The hawthorn (Crataegus monogyna/ laevigata), which belongs to the rose family, has always been described in traditional herbalism as calming, stimulating blood circulation and dilating the blood vessels. The flowers, leaves and fruits are used. Especially in tea, the numerous plant substances contained, such as oligomeric proanthocyanidins, Crataegus lactone, tannins, saponins, minerals and essential oils, are released.
Milk thistle herb
Milk thistle, also known as silver thistle, milk thistle or women's thistle, or popularly known as "herb of the liver", belongs to the genus of the composite plants and owes its name to the white speckling of its leaves. It contains a highly antioxidant mixture of ingredients known as silymarin, consisting of silibinin, silydianin and silychristin, of which silibinin is the main component.
Burdock (Arctium lappa L.) is a plant of the composite family and is characterised by its peculiar red to purple flowers with their spike-like bracts.

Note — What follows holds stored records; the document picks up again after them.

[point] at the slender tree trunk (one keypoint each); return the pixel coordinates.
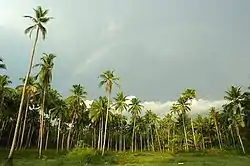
(23, 94)
(58, 135)
(99, 137)
(195, 143)
(124, 143)
(106, 124)
(218, 135)
(2, 128)
(24, 122)
(135, 144)
(31, 136)
(232, 134)
(47, 139)
(185, 132)
(241, 143)
(94, 142)
(2, 101)
(68, 140)
(152, 139)
(148, 144)
(120, 137)
(28, 137)
(159, 143)
(62, 145)
(132, 141)
(41, 124)
(19, 137)
(101, 143)
(11, 128)
(168, 138)
(141, 141)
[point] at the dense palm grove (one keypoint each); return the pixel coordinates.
(35, 115)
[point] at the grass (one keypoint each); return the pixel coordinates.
(80, 157)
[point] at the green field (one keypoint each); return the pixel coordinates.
(89, 157)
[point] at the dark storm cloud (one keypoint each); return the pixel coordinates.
(158, 48)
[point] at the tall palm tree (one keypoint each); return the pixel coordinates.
(135, 109)
(39, 21)
(76, 102)
(45, 78)
(235, 100)
(214, 116)
(4, 81)
(181, 107)
(2, 65)
(121, 105)
(31, 89)
(108, 78)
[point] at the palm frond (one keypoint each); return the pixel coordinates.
(43, 30)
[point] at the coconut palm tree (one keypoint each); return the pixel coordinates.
(75, 103)
(235, 100)
(39, 22)
(4, 81)
(181, 107)
(45, 78)
(135, 109)
(121, 105)
(108, 78)
(31, 89)
(2, 65)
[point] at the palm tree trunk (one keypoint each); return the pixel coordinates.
(68, 140)
(168, 138)
(121, 131)
(152, 139)
(148, 144)
(19, 137)
(1, 130)
(185, 132)
(135, 144)
(41, 124)
(99, 137)
(62, 145)
(159, 143)
(141, 141)
(106, 124)
(192, 124)
(31, 136)
(132, 141)
(124, 143)
(218, 135)
(241, 143)
(232, 134)
(24, 122)
(47, 139)
(28, 136)
(23, 94)
(11, 128)
(58, 135)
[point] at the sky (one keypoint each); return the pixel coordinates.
(157, 47)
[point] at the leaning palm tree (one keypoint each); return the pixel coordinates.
(4, 81)
(39, 20)
(45, 78)
(181, 107)
(2, 65)
(108, 79)
(31, 89)
(121, 105)
(75, 103)
(135, 109)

Its roots are long and spindle-shaped. It is native to Europe, North America and northern Asia and grows mainly along roadsides. It was already a popular remedy among the ancient Greeks and in the herb gardens of Hildegard von Bingen and the priest Kneipp. With its variety of different active substances such as inulin, various fatty acids and tannins, phosphoric acids, valuable essential oils, bitter substances, phytosterols, sulphur-containing substances, caffeic acid derivatives and mucilage, it offers a wide range of applications. In addition, the characteristic burdock root lignans arctigenin and arctiin are the subject of current research.
The shrub-like growing rooibos (Aspalathus linearis) prefers the hot and dry climate of the South African mountain regions. Here, the small needle-shaped leaves of the rooibos are traditionally drunk as a tasty tea. Although this tea contains few tannins, it is particularly rich in minerals. The rooibos leaves develop their mild yet intense aroma and their typical reddish-brown colour during the fermentation process.
The wild pansy (Viola tricolor), also known as field violet, is often used in traditional herbalism to stimulate the metabolism. Especially during flowering, the above-ground parts of the plant (the flowering herb) are collected. These plant parts are particularly rich in so-called mucilages (galactose, arabinose, rhamnose), tannins, salicylic acid, phenolic carboxylic acids and flavonoids (quercetin, luteolin, rutin) as well as carotenoids (violaxanthin, antheraxanthin, lutein, zeaxanthin and beta-carotene).